Try it this way:
#!/usr/bin/perl -w
use Benchmark;
use strict;
use integer;
my %top_hash;
for (my $i = 0; $i < 1000; $i++) {
$top_hash{$i} = $i;
}
sub e {
my $total = 0;
my %hash = %top_hash;
while (my($k, $v) = each %hash) {
$total += $v;
last if $total > 500;
}
}
sub k {
my $total = 0;
my %hash = %top_hash;
foreach my $k (keys %hash) {
my $v = $hash{$k};
$total += $v;
last if $total > 500;
}
}
timethese(500, { 'each' => \&e,
'keys' => \&k });
Why copy the hash? My guess is that there's an internal optimization going on the first time
each is called.
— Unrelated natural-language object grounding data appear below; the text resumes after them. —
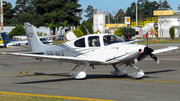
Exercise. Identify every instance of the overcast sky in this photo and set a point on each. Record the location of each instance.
(112, 5)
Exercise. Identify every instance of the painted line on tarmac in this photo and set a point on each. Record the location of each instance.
(97, 78)
(54, 96)
(142, 80)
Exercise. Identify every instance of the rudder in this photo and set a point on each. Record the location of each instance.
(6, 38)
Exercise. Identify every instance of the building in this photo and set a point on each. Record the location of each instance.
(166, 20)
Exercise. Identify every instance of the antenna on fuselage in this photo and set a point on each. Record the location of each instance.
(86, 29)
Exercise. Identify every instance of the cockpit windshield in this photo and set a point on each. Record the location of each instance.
(109, 39)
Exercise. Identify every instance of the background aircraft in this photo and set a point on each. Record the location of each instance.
(7, 41)
(91, 50)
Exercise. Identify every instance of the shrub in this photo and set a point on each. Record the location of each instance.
(88, 26)
(78, 32)
(118, 32)
(96, 32)
(172, 33)
(129, 30)
(17, 31)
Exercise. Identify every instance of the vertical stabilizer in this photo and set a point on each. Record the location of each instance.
(6, 38)
(34, 43)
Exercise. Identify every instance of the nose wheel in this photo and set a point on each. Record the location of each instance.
(118, 71)
(137, 74)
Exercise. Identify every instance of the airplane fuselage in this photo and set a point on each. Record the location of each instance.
(117, 52)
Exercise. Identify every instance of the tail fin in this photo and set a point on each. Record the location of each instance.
(6, 38)
(34, 44)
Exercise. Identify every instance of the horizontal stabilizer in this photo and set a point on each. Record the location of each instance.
(164, 49)
(62, 58)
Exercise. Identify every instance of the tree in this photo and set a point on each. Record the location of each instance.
(25, 11)
(78, 32)
(88, 26)
(172, 32)
(57, 11)
(118, 32)
(128, 32)
(18, 30)
(8, 13)
(89, 10)
(179, 7)
(164, 5)
(131, 11)
(120, 14)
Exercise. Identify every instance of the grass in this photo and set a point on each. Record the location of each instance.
(160, 41)
(150, 41)
(57, 42)
(10, 97)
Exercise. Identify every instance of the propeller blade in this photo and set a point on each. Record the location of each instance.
(155, 58)
(147, 51)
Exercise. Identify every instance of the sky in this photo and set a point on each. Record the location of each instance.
(111, 5)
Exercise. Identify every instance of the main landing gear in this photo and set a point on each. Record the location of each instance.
(81, 74)
(120, 72)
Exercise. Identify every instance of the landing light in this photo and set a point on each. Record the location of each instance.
(140, 50)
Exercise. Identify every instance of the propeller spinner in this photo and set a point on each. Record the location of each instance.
(147, 51)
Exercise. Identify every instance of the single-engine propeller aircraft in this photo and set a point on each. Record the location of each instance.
(90, 50)
(7, 41)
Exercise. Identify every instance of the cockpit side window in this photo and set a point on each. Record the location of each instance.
(80, 43)
(109, 39)
(93, 41)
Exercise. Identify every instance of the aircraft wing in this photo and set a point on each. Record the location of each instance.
(140, 40)
(59, 58)
(164, 49)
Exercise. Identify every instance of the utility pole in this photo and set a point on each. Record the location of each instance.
(1, 15)
(136, 14)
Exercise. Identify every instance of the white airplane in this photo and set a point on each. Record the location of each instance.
(7, 41)
(90, 50)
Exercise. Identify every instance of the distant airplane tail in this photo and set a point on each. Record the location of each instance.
(34, 44)
(6, 38)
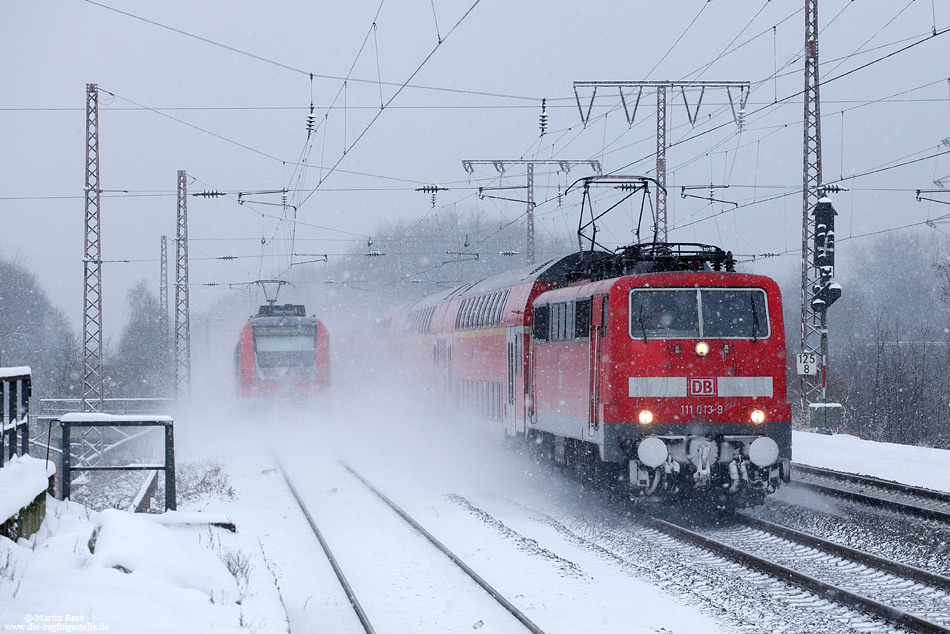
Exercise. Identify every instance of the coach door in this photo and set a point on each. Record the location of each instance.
(598, 329)
(515, 382)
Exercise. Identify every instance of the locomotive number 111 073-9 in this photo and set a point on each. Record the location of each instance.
(700, 410)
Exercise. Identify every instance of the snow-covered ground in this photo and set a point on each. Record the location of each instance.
(481, 500)
(918, 466)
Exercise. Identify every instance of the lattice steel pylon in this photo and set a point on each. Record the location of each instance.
(662, 119)
(182, 320)
(163, 327)
(92, 391)
(499, 164)
(812, 387)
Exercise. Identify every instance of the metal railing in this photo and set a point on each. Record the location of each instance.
(15, 386)
(85, 421)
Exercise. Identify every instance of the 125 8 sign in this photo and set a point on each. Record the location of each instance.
(808, 363)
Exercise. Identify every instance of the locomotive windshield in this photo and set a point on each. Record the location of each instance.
(721, 313)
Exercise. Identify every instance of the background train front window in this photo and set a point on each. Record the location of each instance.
(285, 350)
(721, 313)
(738, 313)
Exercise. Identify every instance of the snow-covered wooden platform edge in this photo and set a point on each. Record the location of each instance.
(114, 418)
(23, 370)
(22, 479)
(23, 485)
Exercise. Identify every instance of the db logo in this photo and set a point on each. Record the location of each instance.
(702, 387)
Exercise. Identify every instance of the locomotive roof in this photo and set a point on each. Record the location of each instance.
(596, 265)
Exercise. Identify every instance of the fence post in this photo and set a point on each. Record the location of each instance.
(170, 467)
(66, 474)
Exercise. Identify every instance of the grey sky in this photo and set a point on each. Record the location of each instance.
(50, 50)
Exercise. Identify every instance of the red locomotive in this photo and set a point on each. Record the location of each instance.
(282, 350)
(658, 365)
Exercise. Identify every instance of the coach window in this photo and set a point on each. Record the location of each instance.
(480, 314)
(490, 314)
(541, 319)
(500, 310)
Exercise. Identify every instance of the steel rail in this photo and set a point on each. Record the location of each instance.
(894, 567)
(890, 485)
(821, 588)
(360, 614)
(518, 614)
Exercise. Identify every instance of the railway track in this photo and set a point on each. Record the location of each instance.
(885, 494)
(348, 589)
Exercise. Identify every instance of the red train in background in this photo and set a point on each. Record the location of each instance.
(282, 350)
(657, 365)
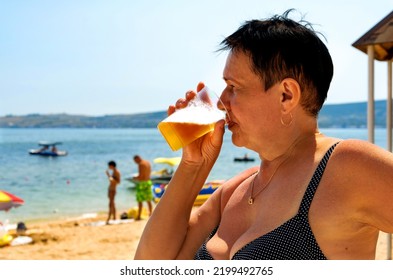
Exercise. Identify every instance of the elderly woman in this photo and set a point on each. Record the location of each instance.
(312, 197)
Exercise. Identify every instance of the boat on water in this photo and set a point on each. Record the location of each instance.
(161, 176)
(207, 190)
(48, 149)
(243, 159)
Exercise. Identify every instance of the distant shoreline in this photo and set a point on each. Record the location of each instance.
(348, 115)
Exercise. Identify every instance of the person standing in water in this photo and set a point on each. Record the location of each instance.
(143, 185)
(114, 179)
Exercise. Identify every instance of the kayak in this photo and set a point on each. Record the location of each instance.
(207, 190)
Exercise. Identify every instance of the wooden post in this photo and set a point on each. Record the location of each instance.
(389, 142)
(370, 104)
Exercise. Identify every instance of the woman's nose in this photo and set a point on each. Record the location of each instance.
(223, 103)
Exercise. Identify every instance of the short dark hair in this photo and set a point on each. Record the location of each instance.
(282, 48)
(136, 157)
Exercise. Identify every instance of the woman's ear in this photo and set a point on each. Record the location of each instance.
(290, 96)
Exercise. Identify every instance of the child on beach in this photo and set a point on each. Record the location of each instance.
(114, 180)
(143, 185)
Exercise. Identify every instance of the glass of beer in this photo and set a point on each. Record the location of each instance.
(197, 119)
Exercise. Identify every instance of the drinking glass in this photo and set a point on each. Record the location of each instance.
(197, 119)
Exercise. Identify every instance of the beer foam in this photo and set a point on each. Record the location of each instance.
(196, 113)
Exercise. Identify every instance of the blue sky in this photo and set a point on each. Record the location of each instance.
(115, 57)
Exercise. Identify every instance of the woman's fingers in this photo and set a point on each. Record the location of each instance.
(171, 110)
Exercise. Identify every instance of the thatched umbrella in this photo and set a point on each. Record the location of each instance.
(377, 43)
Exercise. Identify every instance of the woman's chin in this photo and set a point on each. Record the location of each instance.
(237, 140)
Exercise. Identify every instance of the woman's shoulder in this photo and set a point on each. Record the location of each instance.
(353, 156)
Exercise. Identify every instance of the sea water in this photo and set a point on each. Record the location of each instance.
(76, 184)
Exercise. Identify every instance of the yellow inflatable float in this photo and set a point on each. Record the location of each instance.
(133, 213)
(5, 240)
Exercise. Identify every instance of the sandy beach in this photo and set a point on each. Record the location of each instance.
(78, 239)
(89, 239)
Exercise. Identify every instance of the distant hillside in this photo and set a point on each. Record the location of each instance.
(351, 115)
(144, 120)
(340, 115)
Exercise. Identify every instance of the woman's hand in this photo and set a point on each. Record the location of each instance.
(205, 149)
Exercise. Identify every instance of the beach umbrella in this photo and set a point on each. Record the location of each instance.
(7, 201)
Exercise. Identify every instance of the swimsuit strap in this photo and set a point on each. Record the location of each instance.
(315, 180)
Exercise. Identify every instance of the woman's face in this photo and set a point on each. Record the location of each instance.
(254, 113)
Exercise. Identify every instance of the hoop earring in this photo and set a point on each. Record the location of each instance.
(287, 124)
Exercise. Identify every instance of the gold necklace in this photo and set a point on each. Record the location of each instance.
(252, 197)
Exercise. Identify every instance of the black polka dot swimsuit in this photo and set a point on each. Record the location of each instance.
(293, 240)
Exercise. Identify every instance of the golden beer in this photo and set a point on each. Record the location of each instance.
(180, 134)
(188, 124)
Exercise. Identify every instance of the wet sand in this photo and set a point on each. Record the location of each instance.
(89, 239)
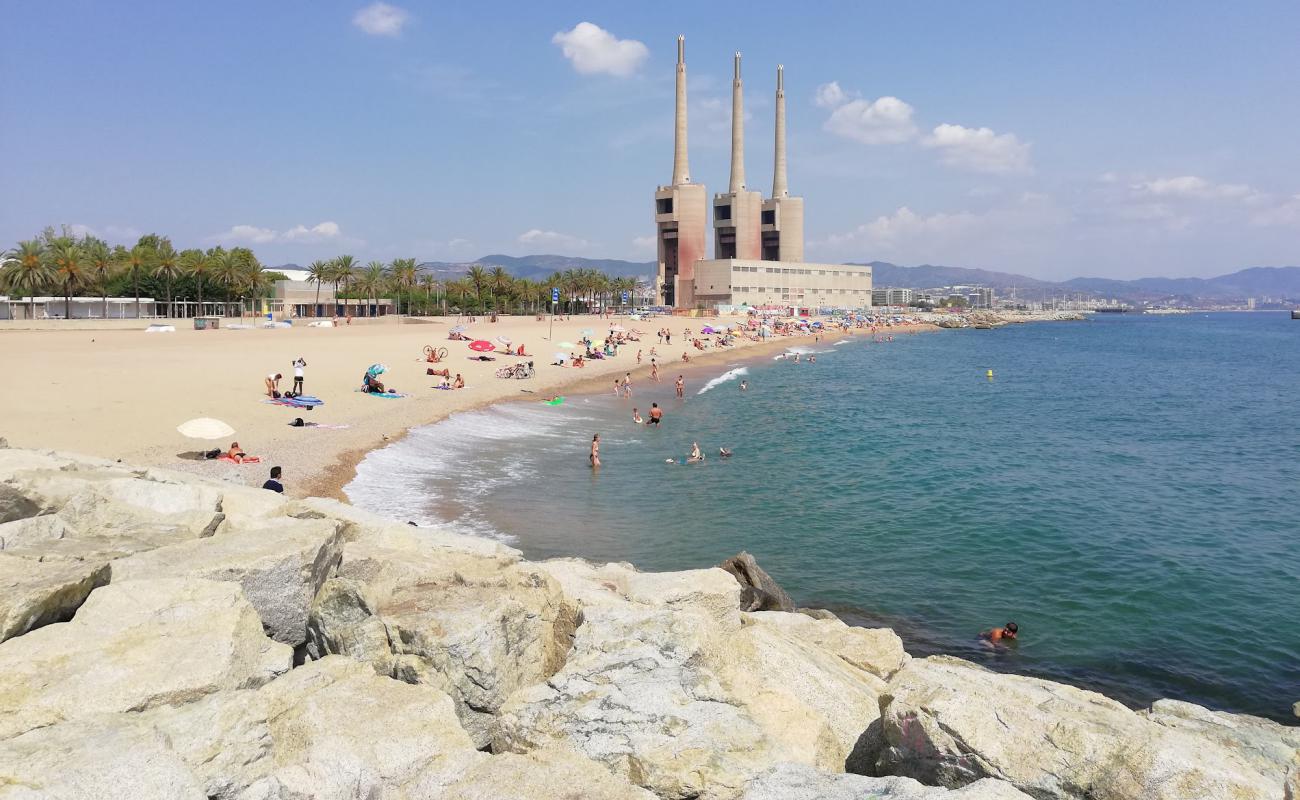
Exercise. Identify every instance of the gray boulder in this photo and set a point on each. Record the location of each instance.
(35, 593)
(949, 722)
(759, 592)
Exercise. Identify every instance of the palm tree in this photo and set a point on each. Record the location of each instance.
(138, 262)
(70, 269)
(198, 264)
(100, 266)
(404, 275)
(342, 273)
(27, 271)
(167, 267)
(371, 282)
(317, 273)
(228, 269)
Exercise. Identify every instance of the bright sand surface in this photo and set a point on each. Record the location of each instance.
(120, 393)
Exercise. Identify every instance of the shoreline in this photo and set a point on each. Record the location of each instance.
(333, 481)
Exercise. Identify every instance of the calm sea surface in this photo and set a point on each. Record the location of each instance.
(1126, 489)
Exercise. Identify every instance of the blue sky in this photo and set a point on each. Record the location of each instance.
(1110, 139)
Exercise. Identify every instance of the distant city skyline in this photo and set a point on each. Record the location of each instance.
(1112, 139)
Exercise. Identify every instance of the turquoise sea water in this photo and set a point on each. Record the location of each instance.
(1126, 489)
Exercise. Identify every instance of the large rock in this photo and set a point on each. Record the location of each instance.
(710, 592)
(554, 773)
(637, 695)
(134, 645)
(949, 722)
(800, 782)
(99, 759)
(34, 593)
(280, 563)
(477, 627)
(759, 592)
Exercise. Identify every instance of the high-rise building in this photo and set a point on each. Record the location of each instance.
(680, 212)
(783, 215)
(758, 245)
(736, 213)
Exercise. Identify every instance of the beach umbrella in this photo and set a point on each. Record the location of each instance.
(206, 427)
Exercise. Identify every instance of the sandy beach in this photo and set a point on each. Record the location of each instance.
(120, 393)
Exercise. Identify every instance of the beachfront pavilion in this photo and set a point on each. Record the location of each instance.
(781, 284)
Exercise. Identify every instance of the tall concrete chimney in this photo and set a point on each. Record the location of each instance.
(680, 168)
(737, 132)
(779, 187)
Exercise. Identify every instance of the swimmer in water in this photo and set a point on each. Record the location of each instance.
(996, 635)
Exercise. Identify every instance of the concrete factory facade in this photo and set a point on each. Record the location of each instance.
(758, 245)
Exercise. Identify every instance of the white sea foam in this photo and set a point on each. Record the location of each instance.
(407, 480)
(722, 379)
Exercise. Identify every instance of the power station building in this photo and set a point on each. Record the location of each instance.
(758, 245)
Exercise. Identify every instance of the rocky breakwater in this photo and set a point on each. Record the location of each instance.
(167, 636)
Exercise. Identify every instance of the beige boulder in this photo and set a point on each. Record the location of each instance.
(96, 759)
(949, 722)
(35, 593)
(801, 782)
(477, 627)
(553, 773)
(134, 645)
(278, 562)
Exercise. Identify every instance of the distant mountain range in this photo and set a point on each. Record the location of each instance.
(1281, 284)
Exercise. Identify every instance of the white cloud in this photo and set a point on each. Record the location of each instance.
(979, 148)
(830, 95)
(317, 233)
(1195, 187)
(593, 50)
(381, 20)
(884, 121)
(551, 238)
(251, 234)
(1287, 215)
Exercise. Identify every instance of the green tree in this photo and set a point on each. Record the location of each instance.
(167, 266)
(139, 262)
(319, 272)
(198, 266)
(100, 267)
(70, 269)
(27, 271)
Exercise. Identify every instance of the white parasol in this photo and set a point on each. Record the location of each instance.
(206, 427)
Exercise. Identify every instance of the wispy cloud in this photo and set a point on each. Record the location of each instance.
(979, 148)
(592, 50)
(381, 20)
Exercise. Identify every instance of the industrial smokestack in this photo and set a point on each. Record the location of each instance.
(779, 186)
(737, 133)
(680, 168)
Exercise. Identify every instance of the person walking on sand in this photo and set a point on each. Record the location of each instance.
(299, 366)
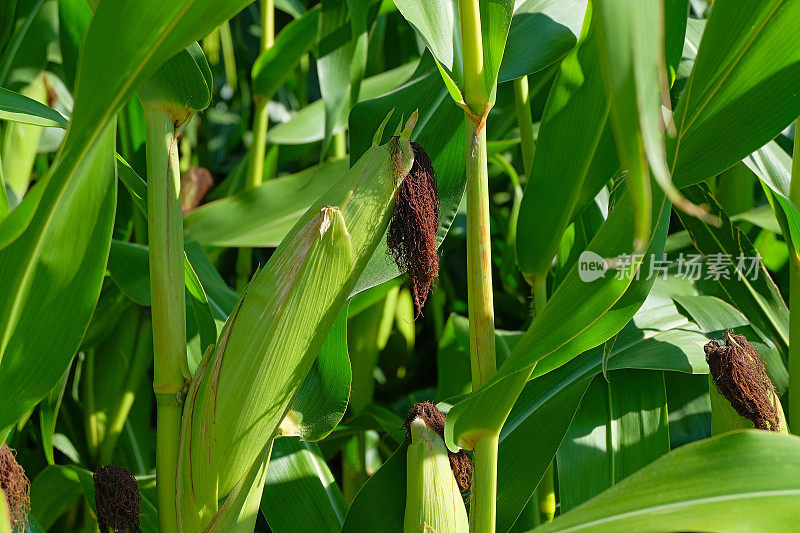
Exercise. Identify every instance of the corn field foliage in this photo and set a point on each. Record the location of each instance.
(399, 265)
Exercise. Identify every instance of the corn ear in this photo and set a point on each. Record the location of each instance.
(724, 417)
(5, 516)
(433, 500)
(245, 385)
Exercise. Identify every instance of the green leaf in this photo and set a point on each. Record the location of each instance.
(54, 491)
(550, 27)
(620, 427)
(333, 64)
(437, 23)
(275, 64)
(49, 307)
(740, 481)
(307, 125)
(742, 87)
(381, 502)
(579, 316)
(759, 298)
(322, 399)
(576, 113)
(74, 17)
(300, 493)
(19, 108)
(263, 215)
(52, 272)
(20, 142)
(440, 132)
(48, 414)
(658, 338)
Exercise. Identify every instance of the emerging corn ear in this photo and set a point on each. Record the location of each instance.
(245, 385)
(742, 395)
(433, 496)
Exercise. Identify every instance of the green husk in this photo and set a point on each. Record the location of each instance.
(433, 499)
(245, 385)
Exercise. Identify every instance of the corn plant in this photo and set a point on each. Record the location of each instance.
(438, 265)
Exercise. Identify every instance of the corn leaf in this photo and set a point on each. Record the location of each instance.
(576, 112)
(275, 64)
(754, 293)
(16, 107)
(261, 216)
(78, 193)
(437, 23)
(742, 88)
(300, 493)
(308, 125)
(551, 27)
(579, 316)
(754, 486)
(620, 427)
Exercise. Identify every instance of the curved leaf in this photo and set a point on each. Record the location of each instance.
(754, 485)
(548, 28)
(742, 87)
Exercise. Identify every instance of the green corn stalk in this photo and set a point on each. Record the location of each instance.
(433, 501)
(244, 386)
(178, 89)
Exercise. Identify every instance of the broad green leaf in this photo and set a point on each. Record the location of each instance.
(16, 107)
(381, 502)
(275, 64)
(300, 493)
(333, 64)
(53, 269)
(273, 337)
(52, 275)
(20, 141)
(774, 167)
(73, 19)
(579, 316)
(549, 28)
(658, 338)
(307, 125)
(423, 92)
(437, 23)
(25, 53)
(576, 113)
(261, 216)
(742, 87)
(48, 415)
(741, 481)
(749, 286)
(320, 403)
(54, 491)
(620, 427)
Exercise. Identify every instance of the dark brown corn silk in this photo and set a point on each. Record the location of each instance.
(117, 499)
(460, 463)
(412, 231)
(15, 486)
(741, 377)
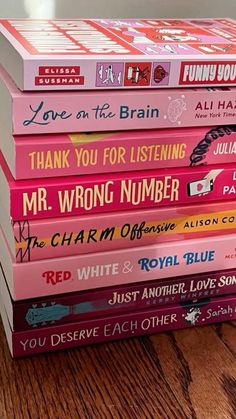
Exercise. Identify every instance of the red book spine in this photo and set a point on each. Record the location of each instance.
(73, 307)
(122, 326)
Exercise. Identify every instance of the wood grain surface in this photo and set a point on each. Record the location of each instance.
(184, 374)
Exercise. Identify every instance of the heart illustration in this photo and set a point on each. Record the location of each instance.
(199, 187)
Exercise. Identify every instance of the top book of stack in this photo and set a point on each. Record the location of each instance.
(118, 54)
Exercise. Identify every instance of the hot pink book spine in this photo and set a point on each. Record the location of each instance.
(75, 307)
(64, 196)
(68, 236)
(98, 270)
(122, 326)
(58, 112)
(81, 154)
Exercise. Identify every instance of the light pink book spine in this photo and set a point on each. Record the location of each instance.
(112, 111)
(98, 270)
(68, 236)
(80, 154)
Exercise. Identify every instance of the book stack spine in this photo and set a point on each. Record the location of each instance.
(118, 210)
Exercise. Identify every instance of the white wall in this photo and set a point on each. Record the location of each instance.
(118, 8)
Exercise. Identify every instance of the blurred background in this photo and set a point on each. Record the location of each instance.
(117, 8)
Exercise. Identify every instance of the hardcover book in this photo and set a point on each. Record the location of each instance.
(72, 307)
(116, 267)
(118, 54)
(120, 326)
(91, 194)
(41, 156)
(90, 111)
(67, 236)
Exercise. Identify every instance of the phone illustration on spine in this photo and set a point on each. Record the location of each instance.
(199, 187)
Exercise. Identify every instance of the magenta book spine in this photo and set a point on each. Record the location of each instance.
(81, 154)
(74, 307)
(115, 192)
(123, 326)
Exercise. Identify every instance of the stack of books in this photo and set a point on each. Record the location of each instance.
(117, 179)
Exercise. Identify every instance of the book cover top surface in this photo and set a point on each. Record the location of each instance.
(124, 53)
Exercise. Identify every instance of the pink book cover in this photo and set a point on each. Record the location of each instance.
(116, 267)
(123, 325)
(110, 110)
(72, 307)
(68, 236)
(63, 196)
(119, 54)
(40, 156)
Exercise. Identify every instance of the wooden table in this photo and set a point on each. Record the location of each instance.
(185, 374)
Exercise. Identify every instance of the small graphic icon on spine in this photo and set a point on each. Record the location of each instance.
(175, 109)
(192, 315)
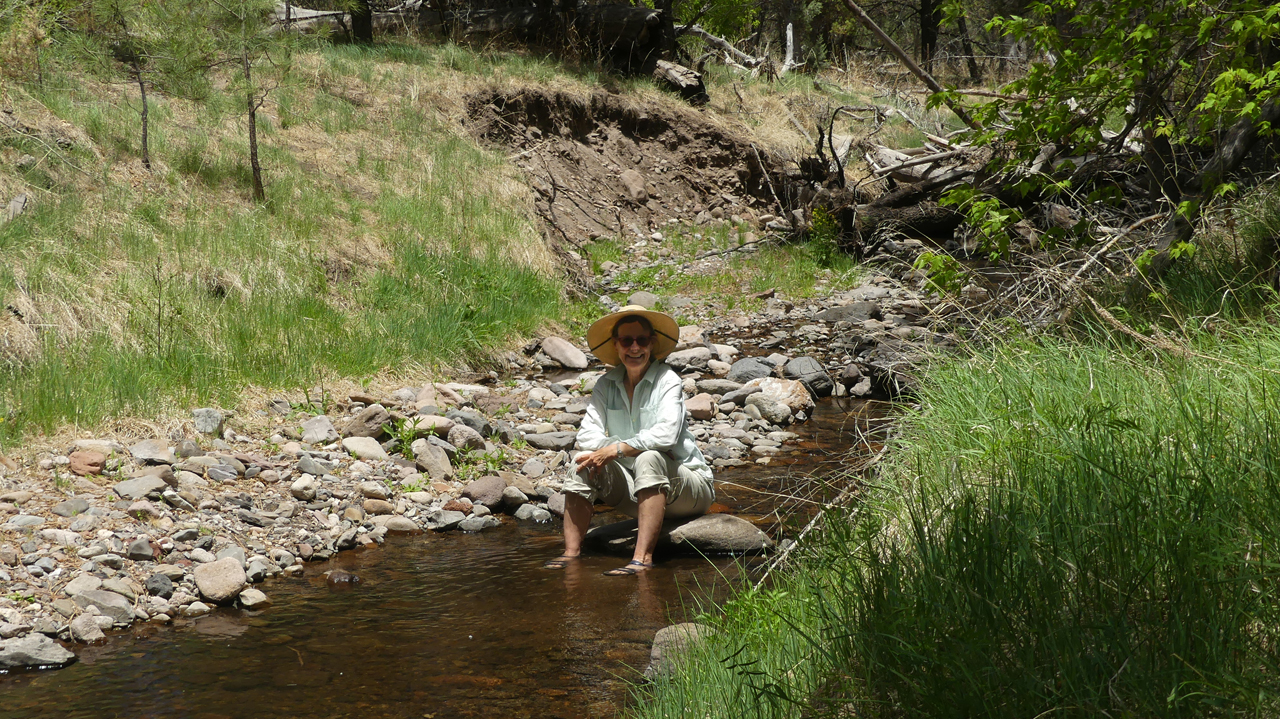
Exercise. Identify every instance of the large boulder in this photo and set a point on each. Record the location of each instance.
(787, 392)
(33, 651)
(552, 440)
(670, 644)
(565, 353)
(220, 581)
(709, 534)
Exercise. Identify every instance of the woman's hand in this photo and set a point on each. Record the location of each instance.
(593, 461)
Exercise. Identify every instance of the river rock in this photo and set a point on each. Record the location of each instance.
(369, 422)
(691, 358)
(152, 452)
(319, 430)
(305, 488)
(854, 312)
(565, 353)
(721, 534)
(632, 182)
(552, 440)
(465, 438)
(700, 407)
(87, 462)
(31, 651)
(430, 425)
(670, 644)
(71, 507)
(810, 372)
(85, 630)
(220, 581)
(159, 585)
(140, 488)
(433, 461)
(485, 490)
(748, 369)
(711, 534)
(365, 448)
(787, 392)
(472, 420)
(254, 599)
(209, 421)
(109, 604)
(396, 523)
(443, 520)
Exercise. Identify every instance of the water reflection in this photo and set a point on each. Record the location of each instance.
(442, 626)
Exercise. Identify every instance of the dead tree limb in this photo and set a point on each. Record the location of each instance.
(910, 64)
(1230, 152)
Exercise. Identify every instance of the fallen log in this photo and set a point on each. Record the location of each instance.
(686, 82)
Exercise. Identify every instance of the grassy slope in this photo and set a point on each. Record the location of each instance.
(389, 239)
(1068, 526)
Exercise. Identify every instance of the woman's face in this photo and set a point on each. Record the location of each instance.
(634, 357)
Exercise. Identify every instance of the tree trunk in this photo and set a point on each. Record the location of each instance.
(142, 88)
(974, 71)
(362, 22)
(259, 193)
(931, 17)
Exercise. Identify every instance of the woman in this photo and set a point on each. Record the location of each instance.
(639, 453)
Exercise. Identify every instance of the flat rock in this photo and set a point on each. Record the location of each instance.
(33, 651)
(220, 581)
(851, 312)
(552, 440)
(365, 448)
(465, 438)
(565, 353)
(319, 430)
(691, 358)
(152, 452)
(485, 490)
(110, 604)
(140, 488)
(748, 369)
(87, 462)
(700, 407)
(71, 507)
(711, 534)
(670, 644)
(369, 422)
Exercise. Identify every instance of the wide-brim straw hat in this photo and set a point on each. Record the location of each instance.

If you copy the old hash in every time, that optimization won't take place on the hash you're passing in to both subs.
Of course, you might print out the first ten elements of each and see if they're coming out in the same order. If the first two values you get out of each are both above 250, you'll jump out right there. If it takes a dozen from keys to get over 500, you have to go through the loop six more times. (I don't think that's likely, but it's good to check these kinds of assumptions before benchmarking).
My results for the revised code (500 iterations because copying a 1000-element hash is pretty time consuming):
Benchmark: timing 500 iterations of each, keys...
each: 4 wallclock secs ( 3.77 usr + 0.01 sys = 3.78 CPU)
keys: 5 wallclock secs ( 4.85 usr + 0.00 sys = 4.85 CPU)